The Populations software yielded HO estimates in the range between 0.08 - 0.26 and HE estimates in the range between 0.09 - 0.27 (Table 1 ). The fastSTRUCTURE analysis revealed that the pattern of adaptive genetic structure differed from that of netural genetic structure (Figure 1 ). The grouping of the mainland anadromous populations in a shared genetic cluster observed for the full (neutral) dataset was not detected in the adaptive dataset. The adaptive data set instead revealed a pattern of adaptive structuring associated with latitude, and further suggested that two of the freshwater populations (that were strongly neutrally differentiated) shared a genetic cluster (Figure 1 ).

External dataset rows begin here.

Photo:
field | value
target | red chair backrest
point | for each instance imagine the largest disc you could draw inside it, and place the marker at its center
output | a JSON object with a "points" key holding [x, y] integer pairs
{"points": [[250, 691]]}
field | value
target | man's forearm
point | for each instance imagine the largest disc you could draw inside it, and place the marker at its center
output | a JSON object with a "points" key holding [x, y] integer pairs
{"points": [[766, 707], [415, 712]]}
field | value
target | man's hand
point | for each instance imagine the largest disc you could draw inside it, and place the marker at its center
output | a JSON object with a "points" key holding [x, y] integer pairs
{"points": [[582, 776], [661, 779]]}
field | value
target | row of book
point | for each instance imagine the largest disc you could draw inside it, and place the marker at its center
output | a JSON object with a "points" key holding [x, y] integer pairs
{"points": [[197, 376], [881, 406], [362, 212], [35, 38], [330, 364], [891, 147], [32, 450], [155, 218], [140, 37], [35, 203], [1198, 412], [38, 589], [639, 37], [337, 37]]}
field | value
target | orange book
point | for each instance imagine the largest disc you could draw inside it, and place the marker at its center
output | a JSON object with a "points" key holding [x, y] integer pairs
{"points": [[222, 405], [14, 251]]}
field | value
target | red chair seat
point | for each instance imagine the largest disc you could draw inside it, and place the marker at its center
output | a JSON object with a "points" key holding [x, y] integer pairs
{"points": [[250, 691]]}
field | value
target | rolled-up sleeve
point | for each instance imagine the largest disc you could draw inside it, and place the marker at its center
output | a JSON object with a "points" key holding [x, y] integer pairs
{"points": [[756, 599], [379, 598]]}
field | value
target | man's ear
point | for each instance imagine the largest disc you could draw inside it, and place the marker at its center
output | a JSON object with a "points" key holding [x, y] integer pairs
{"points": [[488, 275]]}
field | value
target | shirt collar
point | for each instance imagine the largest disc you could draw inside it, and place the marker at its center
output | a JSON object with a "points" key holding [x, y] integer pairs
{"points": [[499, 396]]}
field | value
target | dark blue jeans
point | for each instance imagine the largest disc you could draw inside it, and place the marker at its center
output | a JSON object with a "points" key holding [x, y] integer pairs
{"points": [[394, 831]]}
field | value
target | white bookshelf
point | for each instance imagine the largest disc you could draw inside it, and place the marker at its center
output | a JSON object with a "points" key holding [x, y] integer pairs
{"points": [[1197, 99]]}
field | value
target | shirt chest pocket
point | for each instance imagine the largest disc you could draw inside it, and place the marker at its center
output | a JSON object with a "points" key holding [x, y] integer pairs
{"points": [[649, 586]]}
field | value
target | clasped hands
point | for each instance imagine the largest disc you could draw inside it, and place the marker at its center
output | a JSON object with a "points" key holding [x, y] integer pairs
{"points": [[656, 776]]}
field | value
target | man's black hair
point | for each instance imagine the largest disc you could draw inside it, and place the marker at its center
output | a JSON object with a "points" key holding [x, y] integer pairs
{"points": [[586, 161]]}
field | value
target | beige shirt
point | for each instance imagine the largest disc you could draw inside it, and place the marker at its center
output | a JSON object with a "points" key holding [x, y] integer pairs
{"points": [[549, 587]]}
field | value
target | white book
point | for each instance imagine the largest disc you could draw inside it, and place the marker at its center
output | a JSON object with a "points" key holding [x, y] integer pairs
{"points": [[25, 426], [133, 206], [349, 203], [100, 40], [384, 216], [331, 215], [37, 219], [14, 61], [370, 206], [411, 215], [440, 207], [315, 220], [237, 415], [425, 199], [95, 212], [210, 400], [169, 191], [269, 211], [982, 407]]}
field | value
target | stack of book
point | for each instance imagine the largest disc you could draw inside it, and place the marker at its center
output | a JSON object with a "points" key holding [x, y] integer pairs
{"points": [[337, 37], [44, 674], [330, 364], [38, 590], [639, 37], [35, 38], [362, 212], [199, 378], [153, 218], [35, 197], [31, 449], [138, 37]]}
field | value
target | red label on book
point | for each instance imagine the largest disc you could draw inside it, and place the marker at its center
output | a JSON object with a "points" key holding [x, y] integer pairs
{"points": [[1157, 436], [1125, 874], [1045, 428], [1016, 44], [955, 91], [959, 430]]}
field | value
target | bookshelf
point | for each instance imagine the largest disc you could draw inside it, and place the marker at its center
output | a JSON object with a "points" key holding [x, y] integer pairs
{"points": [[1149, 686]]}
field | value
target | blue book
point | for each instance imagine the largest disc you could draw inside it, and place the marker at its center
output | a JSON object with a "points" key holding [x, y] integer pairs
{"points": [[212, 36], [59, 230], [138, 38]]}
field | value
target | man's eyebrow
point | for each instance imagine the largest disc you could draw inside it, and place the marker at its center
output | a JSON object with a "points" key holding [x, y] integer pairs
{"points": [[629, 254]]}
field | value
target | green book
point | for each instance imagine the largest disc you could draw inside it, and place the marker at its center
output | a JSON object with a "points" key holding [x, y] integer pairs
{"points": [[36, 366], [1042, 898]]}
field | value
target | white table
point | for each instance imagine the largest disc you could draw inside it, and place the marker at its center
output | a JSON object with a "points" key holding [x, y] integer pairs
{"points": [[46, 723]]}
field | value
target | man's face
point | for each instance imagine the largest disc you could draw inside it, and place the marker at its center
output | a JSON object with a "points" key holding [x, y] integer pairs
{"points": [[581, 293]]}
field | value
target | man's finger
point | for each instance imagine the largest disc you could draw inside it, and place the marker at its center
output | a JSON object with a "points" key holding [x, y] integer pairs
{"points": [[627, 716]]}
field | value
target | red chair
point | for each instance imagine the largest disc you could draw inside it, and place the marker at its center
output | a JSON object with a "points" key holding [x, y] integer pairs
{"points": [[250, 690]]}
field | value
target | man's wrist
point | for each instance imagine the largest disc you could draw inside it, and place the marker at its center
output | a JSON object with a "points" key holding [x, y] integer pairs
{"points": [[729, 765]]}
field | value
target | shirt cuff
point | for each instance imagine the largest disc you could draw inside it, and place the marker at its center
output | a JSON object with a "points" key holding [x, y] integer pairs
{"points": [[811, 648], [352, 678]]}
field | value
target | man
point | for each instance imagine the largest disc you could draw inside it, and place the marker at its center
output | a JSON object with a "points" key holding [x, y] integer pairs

As for the full dataset, the db-RDA based on the adaptive dataset revealed significant effects on genetic distance of both midrange salinity (F1,232 = 11.90 , P < 0.001) and latitude (F1,232 = 14.48, P< 0.001), and a significant interaction effect (F1,231 = 17.29, P < 0.001). The biplot revealed that there was considerably more overlap between populations and ecotypes compared to the full dataset. The direction of separation associated with latitude corresponded fairly well with the CAP1 axis, and the direction of separation associated with midrange salinity did not correspond with either of the first two CAP axes. As for the full dataset, the direction of separation associated with latitude aligned with the separation of the anadromous populations (Figure 3b ). However, the separation among ecotypes was not as clear for the adaptive as for the full dataset, and one of the freshwater populations overlapped with some of the anadromous populations.